The Jacksonville Jaguars are now 3-4 after losing three consecutive games, largely because the offense can’t score and the defense is exhausted.
There’s no statistic for being fed up. There’s also no statistic for the mental toll it must take for a great defense watching its offensive compliment fumble and bumble its way to one turnover and punt after the next.
The Jacksonville Jaguars certainly know the toll and emotions that come with it, having lost their third consecutive game on Sunday. This one came at home against the Houston Texans, a game that saw Blake Bortles finally get benched for… Cody Kessler. The move brought a standing ovation from the crowd of TIAA Bank Field, but the result was still a 20-7 drubbing that dropped Jacksonville to 3-4 and into third place of the middling AFC South.
Looking forward, it’s tough to find silver linings for a team that was mere minutes from a Super Bowl nine months ago. The division remains wide open, but the Jaguars have already lost at home to the Texans and Tennessee Titans, and now face a schedule that includes the Philadelphia Eagles and Pittsburgh Steelers over the next three weeks.
Bortles is the rightful face of this downturn, but the blame should be universally shared within the organization. The front office decided to keep Bortles this offseason when it could have let him walk in favor of a more promising option (Teddy Bridgewater says hello), instead signing the former No. 3 overall pick to a three-year deal.
While Bortles and the offense are toothless, the defense hasn’t done anything positive over the past three weeks.

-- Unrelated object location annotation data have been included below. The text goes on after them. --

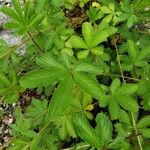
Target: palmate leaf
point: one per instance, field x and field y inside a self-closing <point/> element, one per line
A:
<point x="9" y="12"/>
<point x="61" y="98"/>
<point x="132" y="50"/>
<point x="104" y="128"/>
<point x="85" y="131"/>
<point x="145" y="132"/>
<point x="38" y="78"/>
<point x="87" y="31"/>
<point x="66" y="127"/>
<point x="88" y="84"/>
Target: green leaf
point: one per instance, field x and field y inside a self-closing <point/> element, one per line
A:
<point x="9" y="12"/>
<point x="87" y="31"/>
<point x="83" y="54"/>
<point x="128" y="103"/>
<point x="114" y="109"/>
<point x="49" y="61"/>
<point x="37" y="107"/>
<point x="97" y="50"/>
<point x="4" y="80"/>
<point x="38" y="78"/>
<point x="17" y="6"/>
<point x="115" y="85"/>
<point x="127" y="89"/>
<point x="145" y="132"/>
<point x="132" y="50"/>
<point x="102" y="36"/>
<point x="116" y="143"/>
<point x="77" y="42"/>
<point x="144" y="122"/>
<point x="104" y="128"/>
<point x="88" y="68"/>
<point x="61" y="98"/>
<point x="124" y="117"/>
<point x="85" y="131"/>
<point x="86" y="83"/>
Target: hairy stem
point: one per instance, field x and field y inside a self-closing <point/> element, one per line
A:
<point x="125" y="77"/>
<point x="136" y="131"/>
<point x="118" y="60"/>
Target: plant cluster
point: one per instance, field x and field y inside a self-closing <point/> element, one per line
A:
<point x="89" y="62"/>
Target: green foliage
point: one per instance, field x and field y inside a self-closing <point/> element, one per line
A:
<point x="120" y="97"/>
<point x="85" y="74"/>
<point x="23" y="20"/>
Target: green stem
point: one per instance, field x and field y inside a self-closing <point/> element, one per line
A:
<point x="78" y="147"/>
<point x="125" y="77"/>
<point x="136" y="131"/>
<point x="118" y="60"/>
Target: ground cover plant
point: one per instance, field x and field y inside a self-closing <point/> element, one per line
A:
<point x="87" y="63"/>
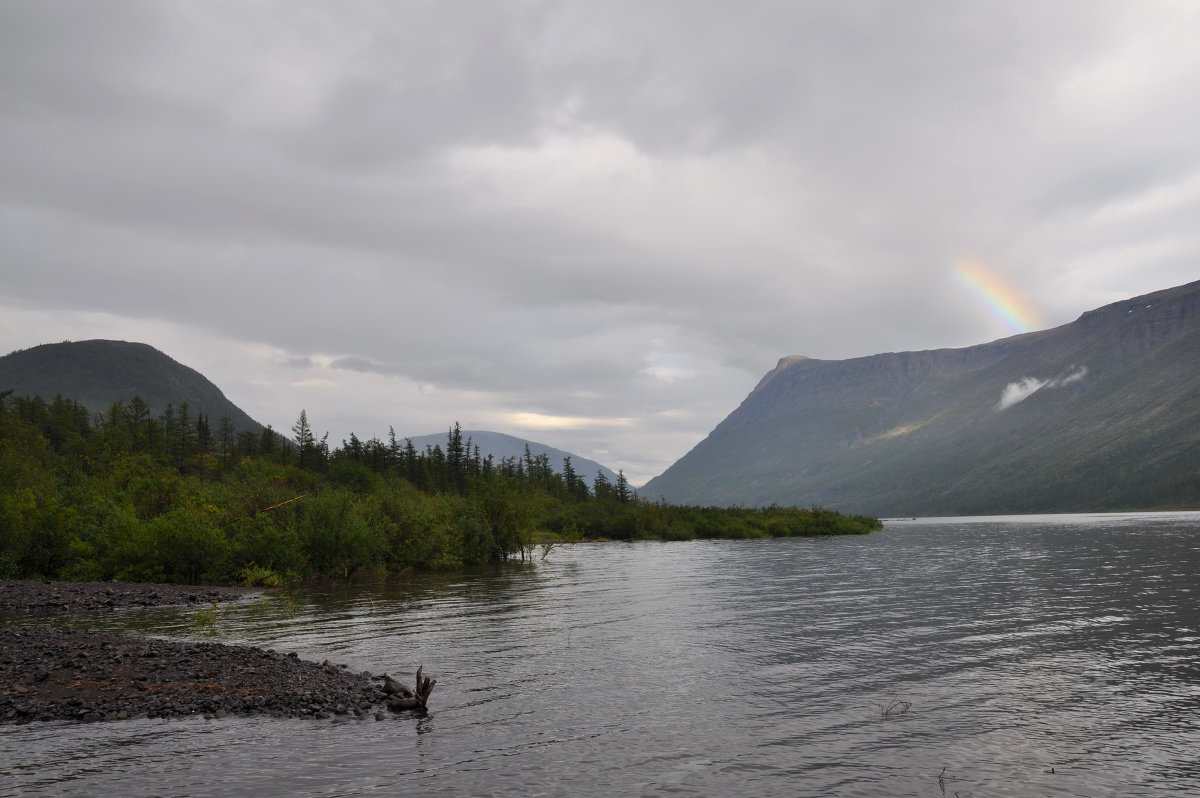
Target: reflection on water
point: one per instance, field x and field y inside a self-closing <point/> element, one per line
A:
<point x="747" y="669"/>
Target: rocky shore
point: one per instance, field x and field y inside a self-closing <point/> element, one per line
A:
<point x="84" y="676"/>
<point x="37" y="595"/>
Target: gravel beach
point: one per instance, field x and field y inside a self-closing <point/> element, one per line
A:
<point x="83" y="676"/>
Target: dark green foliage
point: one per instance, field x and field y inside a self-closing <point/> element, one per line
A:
<point x="141" y="498"/>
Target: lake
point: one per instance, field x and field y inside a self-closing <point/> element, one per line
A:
<point x="1050" y="655"/>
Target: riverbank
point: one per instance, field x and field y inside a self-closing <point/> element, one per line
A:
<point x="84" y="676"/>
<point x="43" y="595"/>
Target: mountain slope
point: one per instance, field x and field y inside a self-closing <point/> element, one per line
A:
<point x="1098" y="414"/>
<point x="502" y="445"/>
<point x="97" y="373"/>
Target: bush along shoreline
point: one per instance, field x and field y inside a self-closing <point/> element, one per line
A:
<point x="129" y="497"/>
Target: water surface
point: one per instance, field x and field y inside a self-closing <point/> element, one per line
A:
<point x="1054" y="655"/>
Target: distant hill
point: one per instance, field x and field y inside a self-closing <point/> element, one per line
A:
<point x="501" y="445"/>
<point x="97" y="373"/>
<point x="1098" y="414"/>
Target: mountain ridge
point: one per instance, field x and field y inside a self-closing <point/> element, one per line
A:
<point x="99" y="372"/>
<point x="1101" y="409"/>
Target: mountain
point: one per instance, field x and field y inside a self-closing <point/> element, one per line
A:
<point x="501" y="445"/>
<point x="97" y="373"/>
<point x="1098" y="414"/>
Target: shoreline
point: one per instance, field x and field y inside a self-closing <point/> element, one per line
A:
<point x="48" y="673"/>
<point x="19" y="597"/>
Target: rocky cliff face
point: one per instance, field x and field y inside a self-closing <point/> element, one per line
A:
<point x="1103" y="413"/>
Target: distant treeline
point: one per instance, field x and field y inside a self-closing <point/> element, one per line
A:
<point x="125" y="496"/>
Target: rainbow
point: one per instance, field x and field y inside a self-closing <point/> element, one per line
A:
<point x="1000" y="298"/>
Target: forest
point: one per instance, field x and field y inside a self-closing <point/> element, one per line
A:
<point x="129" y="496"/>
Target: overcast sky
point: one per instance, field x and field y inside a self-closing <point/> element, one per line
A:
<point x="594" y="225"/>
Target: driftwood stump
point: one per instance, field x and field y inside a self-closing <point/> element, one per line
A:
<point x="407" y="697"/>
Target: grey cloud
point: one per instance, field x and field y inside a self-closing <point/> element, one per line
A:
<point x="294" y="184"/>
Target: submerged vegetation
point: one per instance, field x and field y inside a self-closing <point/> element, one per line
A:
<point x="125" y="496"/>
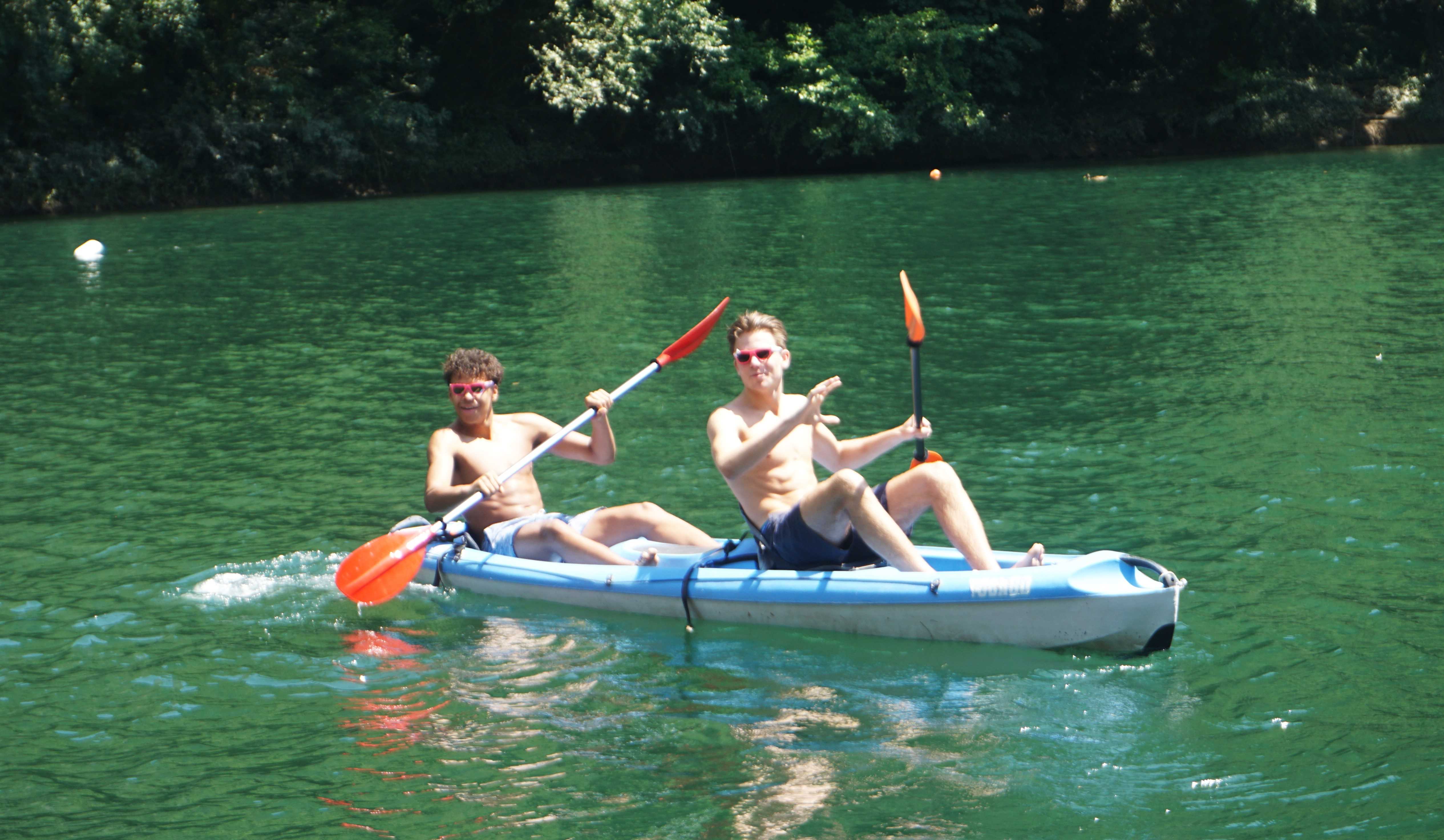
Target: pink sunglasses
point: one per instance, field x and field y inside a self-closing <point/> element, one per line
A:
<point x="763" y="354"/>
<point x="471" y="387"/>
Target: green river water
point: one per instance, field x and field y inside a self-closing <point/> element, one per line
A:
<point x="1232" y="367"/>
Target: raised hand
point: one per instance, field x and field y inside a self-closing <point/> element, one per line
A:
<point x="912" y="431"/>
<point x="487" y="486"/>
<point x="812" y="412"/>
<point x="601" y="400"/>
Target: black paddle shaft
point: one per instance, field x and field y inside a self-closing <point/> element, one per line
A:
<point x="921" y="454"/>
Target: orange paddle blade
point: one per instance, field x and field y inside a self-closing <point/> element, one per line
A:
<point x="932" y="457"/>
<point x="380" y="569"/>
<point x="694" y="338"/>
<point x="913" y="312"/>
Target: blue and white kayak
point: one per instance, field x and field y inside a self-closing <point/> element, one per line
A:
<point x="1099" y="601"/>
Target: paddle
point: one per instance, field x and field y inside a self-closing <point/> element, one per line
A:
<point x="380" y="569"/>
<point x="913" y="315"/>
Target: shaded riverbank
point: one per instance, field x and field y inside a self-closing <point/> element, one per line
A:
<point x="141" y="106"/>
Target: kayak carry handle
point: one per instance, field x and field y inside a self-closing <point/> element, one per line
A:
<point x="1164" y="577"/>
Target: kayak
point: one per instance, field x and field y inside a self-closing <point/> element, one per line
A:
<point x="1098" y="601"/>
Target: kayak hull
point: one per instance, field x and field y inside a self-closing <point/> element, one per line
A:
<point x="1092" y="601"/>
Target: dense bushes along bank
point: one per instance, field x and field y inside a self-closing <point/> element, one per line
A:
<point x="109" y="104"/>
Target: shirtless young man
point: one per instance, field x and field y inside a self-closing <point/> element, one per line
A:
<point x="467" y="457"/>
<point x="765" y="444"/>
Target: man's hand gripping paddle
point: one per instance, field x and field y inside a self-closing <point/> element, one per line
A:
<point x="380" y="569"/>
<point x="913" y="314"/>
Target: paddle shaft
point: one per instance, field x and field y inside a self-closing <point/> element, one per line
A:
<point x="921" y="452"/>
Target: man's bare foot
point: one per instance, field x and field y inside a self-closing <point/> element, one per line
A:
<point x="1033" y="558"/>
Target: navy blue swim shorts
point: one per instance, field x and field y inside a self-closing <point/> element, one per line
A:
<point x="800" y="547"/>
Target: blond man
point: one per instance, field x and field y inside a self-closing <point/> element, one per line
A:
<point x="766" y="441"/>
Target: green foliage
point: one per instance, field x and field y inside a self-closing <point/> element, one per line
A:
<point x="134" y="103"/>
<point x="607" y="54"/>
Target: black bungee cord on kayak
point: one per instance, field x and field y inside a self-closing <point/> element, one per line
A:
<point x="686" y="579"/>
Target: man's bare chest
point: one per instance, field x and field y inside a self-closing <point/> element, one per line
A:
<point x="480" y="455"/>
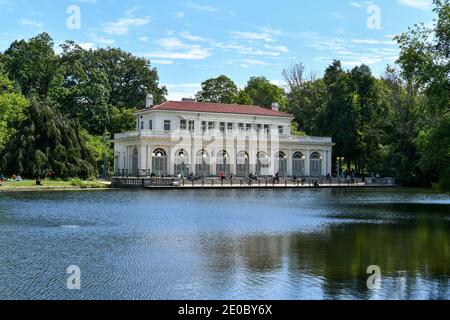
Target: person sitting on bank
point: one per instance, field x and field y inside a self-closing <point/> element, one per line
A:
<point x="277" y="177"/>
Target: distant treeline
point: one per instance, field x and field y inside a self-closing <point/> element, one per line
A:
<point x="59" y="111"/>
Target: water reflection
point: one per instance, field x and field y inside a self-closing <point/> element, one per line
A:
<point x="226" y="245"/>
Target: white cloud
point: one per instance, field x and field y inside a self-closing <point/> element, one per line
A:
<point x="418" y="4"/>
<point x="356" y="4"/>
<point x="27" y="22"/>
<point x="264" y="36"/>
<point x="337" y="15"/>
<point x="162" y="61"/>
<point x="201" y="7"/>
<point x="179" y="15"/>
<point x="194" y="53"/>
<point x="246" y="63"/>
<point x="372" y="41"/>
<point x="188" y="36"/>
<point x="87" y="45"/>
<point x="102" y="41"/>
<point x="130" y="12"/>
<point x="123" y="25"/>
<point x="173" y="48"/>
<point x="279" y="48"/>
<point x="182" y="90"/>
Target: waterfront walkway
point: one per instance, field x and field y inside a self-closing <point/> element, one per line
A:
<point x="240" y="183"/>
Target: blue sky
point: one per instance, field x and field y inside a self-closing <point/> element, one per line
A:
<point x="190" y="41"/>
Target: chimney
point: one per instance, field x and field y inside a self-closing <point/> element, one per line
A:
<point x="149" y="101"/>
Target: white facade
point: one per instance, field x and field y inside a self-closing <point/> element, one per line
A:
<point x="168" y="142"/>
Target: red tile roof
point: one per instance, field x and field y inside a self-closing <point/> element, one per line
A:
<point x="217" y="108"/>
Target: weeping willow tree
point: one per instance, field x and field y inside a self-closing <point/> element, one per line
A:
<point x="46" y="142"/>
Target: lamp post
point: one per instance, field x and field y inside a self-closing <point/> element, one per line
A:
<point x="204" y="164"/>
<point x="340" y="161"/>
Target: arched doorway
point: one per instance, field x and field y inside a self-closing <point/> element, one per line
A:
<point x="181" y="163"/>
<point x="315" y="165"/>
<point x="202" y="164"/>
<point x="298" y="164"/>
<point x="281" y="161"/>
<point x="159" y="162"/>
<point x="242" y="164"/>
<point x="134" y="162"/>
<point x="262" y="164"/>
<point x="222" y="163"/>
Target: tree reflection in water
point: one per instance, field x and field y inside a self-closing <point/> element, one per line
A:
<point x="413" y="256"/>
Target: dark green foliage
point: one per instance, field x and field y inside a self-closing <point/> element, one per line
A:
<point x="80" y="97"/>
<point x="263" y="93"/>
<point x="218" y="90"/>
<point x="46" y="142"/>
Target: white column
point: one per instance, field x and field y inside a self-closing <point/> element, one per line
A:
<point x="290" y="169"/>
<point x="147" y="159"/>
<point x="141" y="157"/>
<point x="307" y="163"/>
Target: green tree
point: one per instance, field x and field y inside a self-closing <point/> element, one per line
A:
<point x="425" y="61"/>
<point x="12" y="108"/>
<point x="33" y="65"/>
<point x="243" y="98"/>
<point x="263" y="93"/>
<point x="340" y="116"/>
<point x="218" y="90"/>
<point x="48" y="141"/>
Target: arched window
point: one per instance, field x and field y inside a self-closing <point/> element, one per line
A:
<point x="281" y="164"/>
<point x="242" y="164"/>
<point x="298" y="164"/>
<point x="315" y="166"/>
<point x="134" y="162"/>
<point x="181" y="163"/>
<point x="116" y="162"/>
<point x="222" y="163"/>
<point x="202" y="164"/>
<point x="262" y="164"/>
<point x="159" y="162"/>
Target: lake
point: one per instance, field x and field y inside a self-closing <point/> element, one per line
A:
<point x="225" y="244"/>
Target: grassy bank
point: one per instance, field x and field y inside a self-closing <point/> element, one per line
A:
<point x="47" y="184"/>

After being tops in the league for points and yards allowed over the first four games of the year, Jacksonville’s vaunted unit has surrendered 90 points over this span, something the offense has little chance of overcoming.
Now, with Jacksonville’s season on the ropes, head coach Doug Marrone has the toughest call of his tenure ahead of him. Stick with Kessler after a less-than-inspiring effort (21-of-30 for 156 yards with a touchdown and interception), or go back to Bortles and hope for a turnaround.
Either way, Marrone might be deciding between which way he wants to watch the ship sink. The defense is capable of turning around the Jaguars’ fortunes on that side of the ball, but the offense could well be beyond hope.